運命の恋、なんて。

「碓井くんから聞いた話だけどね。胡桃って、なんかミステリアスだって…なに考えてるのかわかんないから、もっと知りたいって思ったみたい」




「そうだったんだ…」




そんなこと、全然言われなかったな。




「今さらだけど。前に、八雲くんのことで、え?って思うことがあったの」




「なに?」




「八雲くんって名言が好きらしーじゃん」




「うん、そうだね…」




「その中でも、特に気に入ってる言葉があるって碓井くんから聞いたことがあって」




「あ、それあたしも本人から聞いたよ。バラの蕾がどうとかいうやつだよね?」




「え、違うよ。言葉はなぜ発達したのか、それは女を口説くためだって。バカじゃん!」




うわ…それ、最初に一緒に見た映画で、主人公が言っていたセリフだ。




さらっと聞き流していたけど、そのいう言葉も八雲くんには響いたんだね…。




「なんか、自分に酔ってるだけじゃない?八雲くん、自分本位だよね…胡桃の気持ちが手に入ったら、ほったらかしで。
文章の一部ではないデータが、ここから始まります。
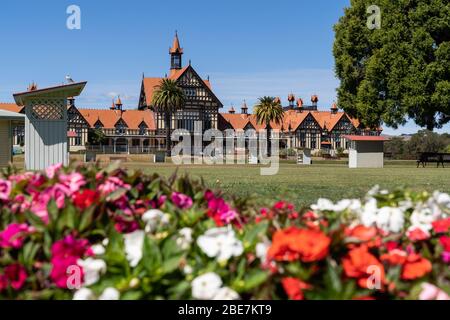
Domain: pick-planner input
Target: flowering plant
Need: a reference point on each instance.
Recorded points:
(90, 233)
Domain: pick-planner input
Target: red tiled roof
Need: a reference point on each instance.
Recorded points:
(365, 138)
(11, 107)
(109, 118)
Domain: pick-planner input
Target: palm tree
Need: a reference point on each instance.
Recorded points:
(168, 98)
(266, 110)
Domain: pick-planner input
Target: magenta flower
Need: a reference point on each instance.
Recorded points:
(182, 201)
(74, 181)
(15, 275)
(65, 254)
(53, 170)
(14, 235)
(5, 189)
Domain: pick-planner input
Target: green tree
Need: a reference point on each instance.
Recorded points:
(167, 99)
(268, 109)
(398, 71)
(396, 146)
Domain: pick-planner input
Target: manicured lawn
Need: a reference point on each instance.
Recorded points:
(303, 185)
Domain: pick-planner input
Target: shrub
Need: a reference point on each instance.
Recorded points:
(91, 233)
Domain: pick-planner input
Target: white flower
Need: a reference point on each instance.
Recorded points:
(226, 293)
(98, 249)
(134, 242)
(185, 238)
(390, 219)
(92, 269)
(368, 214)
(110, 294)
(422, 217)
(220, 243)
(261, 250)
(206, 286)
(83, 294)
(153, 218)
(323, 205)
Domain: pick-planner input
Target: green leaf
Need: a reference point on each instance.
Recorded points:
(254, 279)
(86, 219)
(151, 257)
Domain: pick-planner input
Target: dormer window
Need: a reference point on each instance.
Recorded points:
(143, 129)
(98, 125)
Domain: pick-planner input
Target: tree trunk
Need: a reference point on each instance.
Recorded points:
(168, 120)
(269, 153)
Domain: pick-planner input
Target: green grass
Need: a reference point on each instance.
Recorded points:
(302, 185)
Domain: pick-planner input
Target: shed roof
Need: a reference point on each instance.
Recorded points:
(63, 91)
(9, 115)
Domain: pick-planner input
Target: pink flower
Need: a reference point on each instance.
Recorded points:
(59, 192)
(74, 181)
(220, 211)
(417, 234)
(5, 189)
(65, 254)
(15, 275)
(14, 235)
(111, 185)
(182, 201)
(431, 292)
(53, 170)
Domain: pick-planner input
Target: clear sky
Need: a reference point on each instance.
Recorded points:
(248, 48)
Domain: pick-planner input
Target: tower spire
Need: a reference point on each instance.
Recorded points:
(175, 53)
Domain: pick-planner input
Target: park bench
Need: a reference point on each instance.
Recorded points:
(433, 157)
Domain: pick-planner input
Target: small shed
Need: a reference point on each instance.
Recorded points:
(6, 124)
(46, 124)
(365, 151)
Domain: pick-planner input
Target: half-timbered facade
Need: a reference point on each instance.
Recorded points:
(302, 126)
(201, 109)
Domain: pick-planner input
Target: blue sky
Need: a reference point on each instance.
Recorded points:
(248, 48)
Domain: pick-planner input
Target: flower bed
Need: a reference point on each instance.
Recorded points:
(91, 233)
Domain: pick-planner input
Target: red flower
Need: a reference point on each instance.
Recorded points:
(294, 243)
(15, 275)
(395, 257)
(445, 242)
(294, 288)
(441, 226)
(359, 264)
(415, 267)
(85, 199)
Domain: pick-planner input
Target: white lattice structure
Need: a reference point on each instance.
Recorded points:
(46, 124)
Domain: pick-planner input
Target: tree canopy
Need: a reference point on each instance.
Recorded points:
(398, 71)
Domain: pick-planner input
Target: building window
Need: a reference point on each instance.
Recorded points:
(120, 129)
(142, 130)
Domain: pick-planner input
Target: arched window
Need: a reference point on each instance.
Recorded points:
(121, 129)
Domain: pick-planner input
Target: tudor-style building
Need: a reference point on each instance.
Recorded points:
(302, 126)
(201, 110)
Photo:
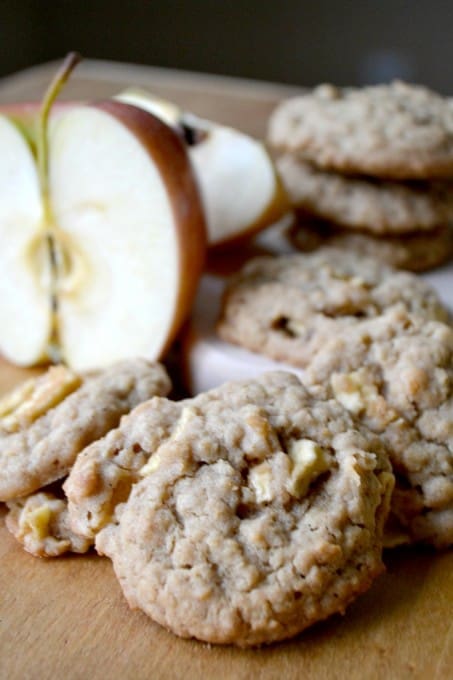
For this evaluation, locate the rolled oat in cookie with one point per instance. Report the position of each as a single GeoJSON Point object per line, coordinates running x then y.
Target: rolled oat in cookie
{"type": "Point", "coordinates": [288, 307]}
{"type": "Point", "coordinates": [46, 422]}
{"type": "Point", "coordinates": [417, 252]}
{"type": "Point", "coordinates": [394, 374]}
{"type": "Point", "coordinates": [259, 512]}
{"type": "Point", "coordinates": [360, 203]}
{"type": "Point", "coordinates": [40, 523]}
{"type": "Point", "coordinates": [396, 130]}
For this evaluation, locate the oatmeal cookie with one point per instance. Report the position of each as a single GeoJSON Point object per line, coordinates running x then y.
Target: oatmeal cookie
{"type": "Point", "coordinates": [46, 422]}
{"type": "Point", "coordinates": [397, 131]}
{"type": "Point", "coordinates": [40, 523]}
{"type": "Point", "coordinates": [394, 374]}
{"type": "Point", "coordinates": [287, 307]}
{"type": "Point", "coordinates": [417, 252]}
{"type": "Point", "coordinates": [360, 203]}
{"type": "Point", "coordinates": [259, 511]}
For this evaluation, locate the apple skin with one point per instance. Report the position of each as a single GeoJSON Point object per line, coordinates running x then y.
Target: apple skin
{"type": "Point", "coordinates": [157, 138]}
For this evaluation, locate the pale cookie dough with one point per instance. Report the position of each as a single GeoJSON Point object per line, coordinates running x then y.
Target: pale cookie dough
{"type": "Point", "coordinates": [259, 515]}
{"type": "Point", "coordinates": [40, 522]}
{"type": "Point", "coordinates": [359, 203]}
{"type": "Point", "coordinates": [417, 252]}
{"type": "Point", "coordinates": [395, 375]}
{"type": "Point", "coordinates": [397, 131]}
{"type": "Point", "coordinates": [287, 307]}
{"type": "Point", "coordinates": [45, 423]}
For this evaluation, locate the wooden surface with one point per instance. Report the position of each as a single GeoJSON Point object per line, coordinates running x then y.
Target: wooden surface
{"type": "Point", "coordinates": [66, 618]}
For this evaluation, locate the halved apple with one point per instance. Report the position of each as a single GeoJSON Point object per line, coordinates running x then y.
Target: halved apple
{"type": "Point", "coordinates": [25, 302]}
{"type": "Point", "coordinates": [104, 257]}
{"type": "Point", "coordinates": [241, 191]}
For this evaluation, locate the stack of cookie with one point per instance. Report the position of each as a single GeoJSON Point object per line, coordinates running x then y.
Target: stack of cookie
{"type": "Point", "coordinates": [369, 170]}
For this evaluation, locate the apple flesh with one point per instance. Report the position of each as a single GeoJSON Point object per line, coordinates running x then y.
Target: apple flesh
{"type": "Point", "coordinates": [25, 305]}
{"type": "Point", "coordinates": [241, 191]}
{"type": "Point", "coordinates": [127, 232]}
後のフォローもせず、あっさり他の子と付き合ってるなんて…ひどすぎるよ」




「…………」




「八雲くんのこと、まだ好きなのに悪く言ってごめんね。胡桃のこと傷つけてムカつくからさー、悪口止まんないよ」




「フフッ」




「あれっ、今胡桃…笑った!?」




どうしてかな、自然と笑みがこぼれた。